O LSD - desencadeia uma viagem de ácido que dura de 6-15 horas, mesmo que sua folga do corpo seja muito mais rápida (em torno mais ou menos de cerca de 3,6 horas) (Dolder et al., 2015). Então, o que está por trás do efeito do LSD? Wacker et al. (2017) fornecem uma potencial explicação: um 'loop' extracelular do
HT2B (e provavelmente de HT2A) são como uma tampa que cobre o local de ligação ao ligando, retardando assim a dissociação do LSD do receptor. Resíduos na tampa interagem diretamente com o LSD, e perturbam esta interação por mutagênese dirigida ao local dos resultados 10 vezes mais rápido, numa taxa de proporção e, portanto, sendo 10 o tempo de residência mais curto do LSD. Notavelmente, um mutante que reduz interações entre a tampa e o LSD também atenua o recrutamento de ativação da proteína G com sinalização intacta, apoiando a idéia de que os contatos específicos entre a tampa e o LSD é crítico para estabilizar o receptor em um estado conformacional que promova os efeitos psicodélicos da droga.
Uma ressalva importante é que, embora o LSD promova preferencialmente o recrutamento de arrestina em relação aos compostos como a lisergamida, nem todas as drogas alucinógenas que atuam em receptores 5HT são necessariamente
dependentes da arrestina (Schmid et al., 2008). De fato, a 5-HT difere de análogos psicoativos intimamente relacionados à sua capacidade de recrutar β-arrestina 2 (Schmid e Bohn, 2010). Assim, as bases moleculares subjacentes a um processo complexo como a alucinação são suscetíveis de ser ligando, dependente do contexto, e o papel de prender-se no psicodélico mediado pelo LSD merece uma investigação mais aprofundada.
O trabalho relatado por Wacker et al. (2017) não deixa de ser importante, não só devido ao seu interesse histórico, mas também
porque fornece um roteiro para o uso racional de medicamentos mais desejáveis. Dentro do caso do LSD, isto implicaria a síntese
de variantes que mantêm o benefício terapêutico sem efeitos psicodélicos, mas permanecem a serem vistos se estes puderem verdadeiramente ser separados.
Continuando como eu havia proposto, com o intuito de compartilhar, informar e instruir novos Psiconautas à respeito do universo dos psicodélicos, suas substâncias análogas e também outras, além de assuntos também pertinentes à estados alterados de consciência e curiosidades em geral, estarei iniciando uma série de postagens oriundas do fin(d)ado [L-25] e outros.
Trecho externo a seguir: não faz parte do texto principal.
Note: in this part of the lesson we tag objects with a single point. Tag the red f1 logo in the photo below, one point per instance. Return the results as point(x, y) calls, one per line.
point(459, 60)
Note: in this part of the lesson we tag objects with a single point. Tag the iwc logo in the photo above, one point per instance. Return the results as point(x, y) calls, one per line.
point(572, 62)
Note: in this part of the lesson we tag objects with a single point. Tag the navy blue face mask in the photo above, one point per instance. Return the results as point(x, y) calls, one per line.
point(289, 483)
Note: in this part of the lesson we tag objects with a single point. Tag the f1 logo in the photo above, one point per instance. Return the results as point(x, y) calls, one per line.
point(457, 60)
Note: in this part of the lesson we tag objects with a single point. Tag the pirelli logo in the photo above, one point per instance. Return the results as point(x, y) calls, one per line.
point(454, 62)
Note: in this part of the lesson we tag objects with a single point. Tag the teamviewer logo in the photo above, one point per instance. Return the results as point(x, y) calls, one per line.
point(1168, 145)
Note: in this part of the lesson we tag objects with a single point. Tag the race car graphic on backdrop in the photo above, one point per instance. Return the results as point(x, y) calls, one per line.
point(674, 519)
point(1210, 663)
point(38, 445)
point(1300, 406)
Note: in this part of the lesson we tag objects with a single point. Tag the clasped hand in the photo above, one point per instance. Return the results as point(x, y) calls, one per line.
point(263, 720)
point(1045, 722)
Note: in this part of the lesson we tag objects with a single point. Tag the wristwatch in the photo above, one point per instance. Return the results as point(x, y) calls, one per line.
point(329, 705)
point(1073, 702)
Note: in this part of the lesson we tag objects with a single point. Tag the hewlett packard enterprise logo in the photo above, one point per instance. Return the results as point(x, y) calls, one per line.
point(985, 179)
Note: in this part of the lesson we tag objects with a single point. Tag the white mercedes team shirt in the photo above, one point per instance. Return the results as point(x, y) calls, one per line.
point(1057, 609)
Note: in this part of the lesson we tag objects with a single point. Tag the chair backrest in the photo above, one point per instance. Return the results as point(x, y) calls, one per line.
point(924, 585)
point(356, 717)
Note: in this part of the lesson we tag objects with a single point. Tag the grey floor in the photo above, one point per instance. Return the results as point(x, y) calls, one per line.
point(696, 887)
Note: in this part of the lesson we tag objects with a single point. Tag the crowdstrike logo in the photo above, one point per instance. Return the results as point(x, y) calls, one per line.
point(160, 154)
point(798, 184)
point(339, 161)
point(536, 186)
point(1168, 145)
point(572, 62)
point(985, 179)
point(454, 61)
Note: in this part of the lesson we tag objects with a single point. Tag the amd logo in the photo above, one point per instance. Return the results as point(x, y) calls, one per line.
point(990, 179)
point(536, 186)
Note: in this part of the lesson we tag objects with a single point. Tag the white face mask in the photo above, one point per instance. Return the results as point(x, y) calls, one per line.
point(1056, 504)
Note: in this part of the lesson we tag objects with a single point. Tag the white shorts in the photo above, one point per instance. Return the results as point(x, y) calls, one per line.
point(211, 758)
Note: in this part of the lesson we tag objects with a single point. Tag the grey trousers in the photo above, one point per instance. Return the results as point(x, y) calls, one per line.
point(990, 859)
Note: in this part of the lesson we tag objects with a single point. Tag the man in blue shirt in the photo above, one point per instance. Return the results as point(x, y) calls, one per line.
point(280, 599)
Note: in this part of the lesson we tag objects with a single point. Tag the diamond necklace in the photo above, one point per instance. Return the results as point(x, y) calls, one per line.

Parte deste conteúdo foi lido e revisado por mim, porém, vale salientar que em sua maioria, os posts foram redigidos por membros que, mesmo por vezes não tendo uma formação científica, eram dotados de entusiasmo na busca por conhecimentos à respeito deste mundo psicodélico, além ainda da demanda tempo e energia que empregavam para pesquisar e escrever sobre estes diversos assuntos que serão compartilhados aqui por mim.
Reservo-me ao direito de possíveis equívocos e opiniões relativas à respeito dos assuntos aqui tratados, me disponibilizando inteiramente no debate e na troca de informações através do bate-papo e dos comentários.
Quero a captura nas dimensões próximas do hd ou mesmo o site onde foi vinculado. Onde localizar essa informação, ou como encontrar essa foto original?
“Então me mostre…”
Recebi esse alerta da defesa civil estranhíssimo, alguém mais recebeu?